Non-contrast CT performed within 6 hours of thunderclap headache onset, interpreted by an attending radiologist on a modern scanner, has approximately 100% sensitivity for aneurysmal subarachnoid hemorrhage (Perry, BMJ 2011). Beyond 6 hours, CT sensitivity drops progressively (~85% at 24 h, <50% at 1 week), and LP is required to exclude SAH in patients with continued clinical suspicion. CSF findings supporting SAH include elevated RBC count that does not clear between tubes 1 and 4, and xanthochromia on spectrophotometry (best detected 12 hours to 2 weeks after bleed). If LP is negative, consider CTA or MRA to evaluate for unruptured aneurysm, RCVS, or cervical artery dissection as alternative causes of thunderclap headache.

What imaging is preferred for suspected subarachnoid hemorrhage?
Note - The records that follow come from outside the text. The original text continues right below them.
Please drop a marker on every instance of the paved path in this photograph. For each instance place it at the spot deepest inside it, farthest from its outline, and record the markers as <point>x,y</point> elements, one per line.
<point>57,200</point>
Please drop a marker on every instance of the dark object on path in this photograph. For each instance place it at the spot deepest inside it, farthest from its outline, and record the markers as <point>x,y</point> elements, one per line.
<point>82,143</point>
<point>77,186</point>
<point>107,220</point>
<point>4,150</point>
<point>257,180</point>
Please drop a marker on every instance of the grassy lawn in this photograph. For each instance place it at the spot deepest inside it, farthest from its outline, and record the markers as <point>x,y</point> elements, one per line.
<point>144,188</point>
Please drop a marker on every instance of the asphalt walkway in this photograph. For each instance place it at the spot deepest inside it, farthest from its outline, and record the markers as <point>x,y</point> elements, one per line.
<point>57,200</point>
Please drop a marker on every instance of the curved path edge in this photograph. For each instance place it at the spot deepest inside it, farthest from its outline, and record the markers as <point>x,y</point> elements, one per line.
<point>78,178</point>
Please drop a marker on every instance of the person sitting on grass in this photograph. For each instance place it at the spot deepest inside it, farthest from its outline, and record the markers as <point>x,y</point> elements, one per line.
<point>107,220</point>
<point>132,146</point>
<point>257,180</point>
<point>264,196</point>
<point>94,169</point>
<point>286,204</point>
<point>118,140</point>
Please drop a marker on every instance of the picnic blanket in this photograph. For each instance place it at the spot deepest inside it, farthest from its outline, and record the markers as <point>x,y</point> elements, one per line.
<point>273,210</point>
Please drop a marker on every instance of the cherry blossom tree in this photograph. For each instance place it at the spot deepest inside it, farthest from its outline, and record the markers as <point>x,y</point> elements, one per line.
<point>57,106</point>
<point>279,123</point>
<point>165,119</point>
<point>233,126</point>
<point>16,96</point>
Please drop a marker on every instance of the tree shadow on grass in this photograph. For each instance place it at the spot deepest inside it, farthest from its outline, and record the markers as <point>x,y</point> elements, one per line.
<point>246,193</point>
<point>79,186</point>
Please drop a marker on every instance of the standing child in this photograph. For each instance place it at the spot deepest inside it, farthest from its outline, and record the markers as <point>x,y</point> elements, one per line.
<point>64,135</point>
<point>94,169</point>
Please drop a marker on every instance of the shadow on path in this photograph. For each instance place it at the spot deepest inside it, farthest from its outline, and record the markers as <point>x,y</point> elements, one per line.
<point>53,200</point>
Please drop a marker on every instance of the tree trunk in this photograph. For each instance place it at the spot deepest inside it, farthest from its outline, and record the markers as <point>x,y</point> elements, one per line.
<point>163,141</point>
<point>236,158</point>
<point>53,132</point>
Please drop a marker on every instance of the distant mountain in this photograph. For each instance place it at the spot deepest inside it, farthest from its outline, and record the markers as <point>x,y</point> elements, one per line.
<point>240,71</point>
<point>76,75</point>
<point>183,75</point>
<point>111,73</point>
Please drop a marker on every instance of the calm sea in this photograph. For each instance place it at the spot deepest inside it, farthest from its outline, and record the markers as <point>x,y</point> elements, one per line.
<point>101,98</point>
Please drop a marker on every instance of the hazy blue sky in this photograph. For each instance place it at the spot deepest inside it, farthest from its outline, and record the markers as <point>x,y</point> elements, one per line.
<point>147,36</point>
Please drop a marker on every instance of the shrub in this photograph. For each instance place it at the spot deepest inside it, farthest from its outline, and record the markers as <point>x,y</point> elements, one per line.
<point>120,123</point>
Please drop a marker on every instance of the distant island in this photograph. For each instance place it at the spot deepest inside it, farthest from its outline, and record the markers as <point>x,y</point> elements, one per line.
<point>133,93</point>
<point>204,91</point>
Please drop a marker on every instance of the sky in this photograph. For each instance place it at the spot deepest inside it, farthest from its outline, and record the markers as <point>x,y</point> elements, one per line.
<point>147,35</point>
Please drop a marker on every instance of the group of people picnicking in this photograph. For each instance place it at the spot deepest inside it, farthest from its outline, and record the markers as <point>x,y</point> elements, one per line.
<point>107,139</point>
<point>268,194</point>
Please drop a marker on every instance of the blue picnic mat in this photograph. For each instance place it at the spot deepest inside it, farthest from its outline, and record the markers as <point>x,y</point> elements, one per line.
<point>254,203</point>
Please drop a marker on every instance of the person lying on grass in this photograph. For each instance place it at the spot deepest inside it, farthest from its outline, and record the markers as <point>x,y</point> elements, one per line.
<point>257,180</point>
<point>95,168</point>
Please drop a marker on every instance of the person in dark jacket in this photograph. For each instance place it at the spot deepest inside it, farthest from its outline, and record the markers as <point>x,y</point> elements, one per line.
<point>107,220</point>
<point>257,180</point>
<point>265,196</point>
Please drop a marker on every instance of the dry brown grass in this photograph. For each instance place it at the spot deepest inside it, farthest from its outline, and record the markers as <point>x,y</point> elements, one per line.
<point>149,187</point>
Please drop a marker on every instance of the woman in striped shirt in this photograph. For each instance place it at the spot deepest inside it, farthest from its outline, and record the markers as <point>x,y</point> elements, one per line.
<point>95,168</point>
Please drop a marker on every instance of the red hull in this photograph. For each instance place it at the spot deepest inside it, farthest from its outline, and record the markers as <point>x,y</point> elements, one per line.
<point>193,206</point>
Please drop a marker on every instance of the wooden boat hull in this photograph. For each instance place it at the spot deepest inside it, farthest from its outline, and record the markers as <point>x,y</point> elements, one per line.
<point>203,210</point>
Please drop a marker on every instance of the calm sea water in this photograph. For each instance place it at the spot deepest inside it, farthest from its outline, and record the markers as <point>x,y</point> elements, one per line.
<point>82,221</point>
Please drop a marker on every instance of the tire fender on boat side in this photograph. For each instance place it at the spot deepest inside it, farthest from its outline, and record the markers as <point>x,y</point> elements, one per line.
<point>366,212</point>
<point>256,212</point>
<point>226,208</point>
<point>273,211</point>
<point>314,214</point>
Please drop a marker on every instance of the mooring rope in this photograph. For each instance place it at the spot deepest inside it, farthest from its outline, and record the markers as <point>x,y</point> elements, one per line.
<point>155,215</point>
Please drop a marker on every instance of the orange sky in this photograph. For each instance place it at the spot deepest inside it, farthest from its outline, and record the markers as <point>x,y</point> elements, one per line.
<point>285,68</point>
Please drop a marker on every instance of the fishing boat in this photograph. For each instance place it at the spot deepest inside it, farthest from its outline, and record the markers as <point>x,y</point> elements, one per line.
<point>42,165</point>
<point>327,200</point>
Non-contrast CT head is the first-line imaging study for suspected SAH — fast, widely available, and ~100% sensitive within 6 hours of symptom onset. If CT confirms SAH, CT angiography of the head and neck identifies the aneurysm or other vascular cause in >95% of cases and guides definitive treatment (clipping vs coiling). If CT is negative but clinical suspicion remains, LP for RBC count and xanthochromia is the standard next step beyond 6 hours from onset. MRI with FLAIR and gradient-echo sequences is useful in subacute SAH (>1 week) when CT sensitivity has dropped, and is preferred in pregnancy to limit ionizing radiation, paired with MRA for vascular evaluation. Catheter angiography remains the gold standard when CTA is negative but suspicion for aneurysm remains high.